Lucy flew my mother over fields and pastures. They saw women, bent low, babies on their backs or nestled in the earth, for protection.
They flew over villages, the first cities. They watched women cooking, washing. Women guarding the hearth gods and the fires of great temples.
They witnessed women bleeding, birthing; women burned at the stake for being different; women bruised by the weight of rage.
They looked in at windows, where women lay sleepless, next to their husbands. In attics and basements, women dipped brushes into paint, creating new universes of color and sight.
After flying through the whole, hidden history of womankind, Lucy turned to my mother and handed the torch to her:
Take this bone
from my body.
in your child’s
Learn this song
from my mother.
into your child’s
My mother passed away in 2010. Six years later, I am standing within her footsteps.
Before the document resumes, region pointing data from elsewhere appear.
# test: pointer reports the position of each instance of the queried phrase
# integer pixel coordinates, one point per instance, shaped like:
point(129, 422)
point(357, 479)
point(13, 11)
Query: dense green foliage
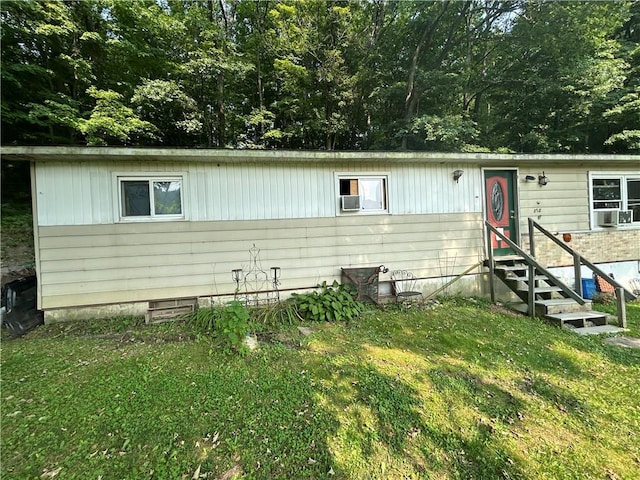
point(459, 390)
point(476, 75)
point(330, 303)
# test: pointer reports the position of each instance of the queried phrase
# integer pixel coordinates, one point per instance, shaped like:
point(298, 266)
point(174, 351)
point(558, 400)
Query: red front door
point(500, 208)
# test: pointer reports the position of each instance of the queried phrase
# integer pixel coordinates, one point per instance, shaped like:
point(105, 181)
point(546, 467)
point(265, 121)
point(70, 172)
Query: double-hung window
point(363, 193)
point(612, 192)
point(150, 198)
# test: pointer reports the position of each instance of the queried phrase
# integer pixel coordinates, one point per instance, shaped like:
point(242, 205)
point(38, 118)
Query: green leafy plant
point(331, 303)
point(234, 323)
point(278, 314)
point(204, 319)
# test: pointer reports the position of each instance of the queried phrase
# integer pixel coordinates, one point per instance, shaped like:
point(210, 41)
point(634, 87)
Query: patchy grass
point(463, 390)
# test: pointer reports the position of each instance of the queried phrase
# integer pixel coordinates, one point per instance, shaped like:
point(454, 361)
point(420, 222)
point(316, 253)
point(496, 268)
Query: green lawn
point(461, 390)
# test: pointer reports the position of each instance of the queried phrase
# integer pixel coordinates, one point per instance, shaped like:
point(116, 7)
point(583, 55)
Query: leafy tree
point(174, 114)
point(111, 122)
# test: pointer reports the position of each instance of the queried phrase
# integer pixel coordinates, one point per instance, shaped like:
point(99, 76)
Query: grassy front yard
point(461, 390)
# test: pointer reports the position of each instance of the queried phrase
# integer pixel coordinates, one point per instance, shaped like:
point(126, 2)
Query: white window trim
point(623, 176)
point(358, 175)
point(151, 176)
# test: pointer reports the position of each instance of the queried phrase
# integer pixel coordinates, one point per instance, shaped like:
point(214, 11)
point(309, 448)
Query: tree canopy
point(476, 75)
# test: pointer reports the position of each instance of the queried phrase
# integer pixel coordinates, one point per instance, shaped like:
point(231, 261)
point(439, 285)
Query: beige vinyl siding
point(562, 204)
point(86, 193)
point(91, 265)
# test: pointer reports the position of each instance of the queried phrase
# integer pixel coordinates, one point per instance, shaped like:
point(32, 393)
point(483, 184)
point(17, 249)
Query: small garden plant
point(331, 303)
point(231, 322)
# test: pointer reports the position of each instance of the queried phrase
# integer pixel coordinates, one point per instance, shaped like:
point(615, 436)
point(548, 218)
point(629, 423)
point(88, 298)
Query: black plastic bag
point(19, 300)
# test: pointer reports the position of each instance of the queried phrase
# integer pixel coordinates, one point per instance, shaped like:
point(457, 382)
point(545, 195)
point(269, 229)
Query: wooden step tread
point(557, 302)
point(576, 315)
point(549, 289)
point(507, 258)
point(525, 278)
point(512, 268)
A week after Joy comes to the Temple and reminds me of my mother’s dream, I bump into Jerry, a stranger (to me) who remembers my mother – from a brief, chance encounter 41 years ago.
Jerry tells me that my mother visited the House of Worship in 1975, a year after she became a Baha’i in Australia.
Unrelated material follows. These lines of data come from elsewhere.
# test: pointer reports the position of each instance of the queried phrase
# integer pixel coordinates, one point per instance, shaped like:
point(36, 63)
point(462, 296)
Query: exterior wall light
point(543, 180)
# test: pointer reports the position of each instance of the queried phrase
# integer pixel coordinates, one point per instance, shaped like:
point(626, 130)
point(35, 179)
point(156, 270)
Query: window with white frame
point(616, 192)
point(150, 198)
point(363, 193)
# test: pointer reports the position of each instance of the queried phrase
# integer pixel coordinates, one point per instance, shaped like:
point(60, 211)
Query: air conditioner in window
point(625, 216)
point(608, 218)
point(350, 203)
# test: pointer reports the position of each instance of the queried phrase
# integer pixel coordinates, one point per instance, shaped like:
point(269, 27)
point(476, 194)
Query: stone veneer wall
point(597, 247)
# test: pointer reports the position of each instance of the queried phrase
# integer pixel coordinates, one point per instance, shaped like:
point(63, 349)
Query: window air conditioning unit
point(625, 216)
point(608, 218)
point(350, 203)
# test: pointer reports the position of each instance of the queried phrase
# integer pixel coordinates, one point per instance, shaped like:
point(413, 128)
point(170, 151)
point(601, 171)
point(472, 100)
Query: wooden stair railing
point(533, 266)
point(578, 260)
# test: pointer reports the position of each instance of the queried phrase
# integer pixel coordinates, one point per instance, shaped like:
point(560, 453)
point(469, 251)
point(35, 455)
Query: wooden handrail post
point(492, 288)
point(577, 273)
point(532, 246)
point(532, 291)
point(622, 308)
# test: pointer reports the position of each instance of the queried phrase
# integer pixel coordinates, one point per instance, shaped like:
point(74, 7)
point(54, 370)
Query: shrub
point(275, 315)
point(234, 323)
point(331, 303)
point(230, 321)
She was a guide here for three days. She circled these gardens, she prayed in this Temple – years before I was born. I did not know this. She never told me. Until now.
We exist in an infinite spiral of spiritual and mitochondrial DNA. These strands of code – these threads of soul – pass, continuously, from mother to child, mother to child.
Within this code are letters we have barely begun to read, messages from the ancient past to the dawning future:
This is a letter from God… unto God, the Almighty, the Best Beloved. – The Bab
Nature has written the entire language of life using just four chemical letters: G, C, A and T. Did our genetic code settle on these four nucleotides for a reason? – Emily Singer
What do these letters mean?
If we could read the Book of Life and understand our deepest secrets, what would they tell us?
What pain do we hold, from long ago?
What grandeur did our ancestors drink in, standing alone, helpless, under the stars?
This is the songline,
my mother whispers.
This is the traceless path
of the holy ones,
the forgotten ones,
the ones who sing
to the dead at night
when no one is listening.
Stop killing yourself,
I hear you whisper.
Stop pretending you are dead
and start remembering.
What? I want to shout. What must I remember? What have we forgotten through millennia of internal and imposed violence? How can I recall, call upon, call aloud to That?
and start accepting:
You are opal, amber, ochre.
You are forest, desert, sea.
What I see in you
What I see in you
Outside, in the gardens, the Temple is a white mountain against blue-black skies.
I walk up the steps to the sanctuary. Inside the eye of the dome is a Name – in Arabic it reads Glorified is God, the Most Glorious.
A river flows from the dome, into the crown of my head, and out, through the soles of my feet.
Prayer flows through the floor tiles and down, onto the heads and shoulders of 300 souls gathered below.
I am alone and not-alone.
People are here, sitting in a room beneath me, though I cannot see them. Real people, human lives.
Ancestors, foremothers, you are here too, though I cannot see you.
Then, I remember what I once told my mother, when she was ill: “I was driving home today – and I saw your face everywhere. In the trees, in the flowers and sky. Just as I’m losing you, I find you everywhere.”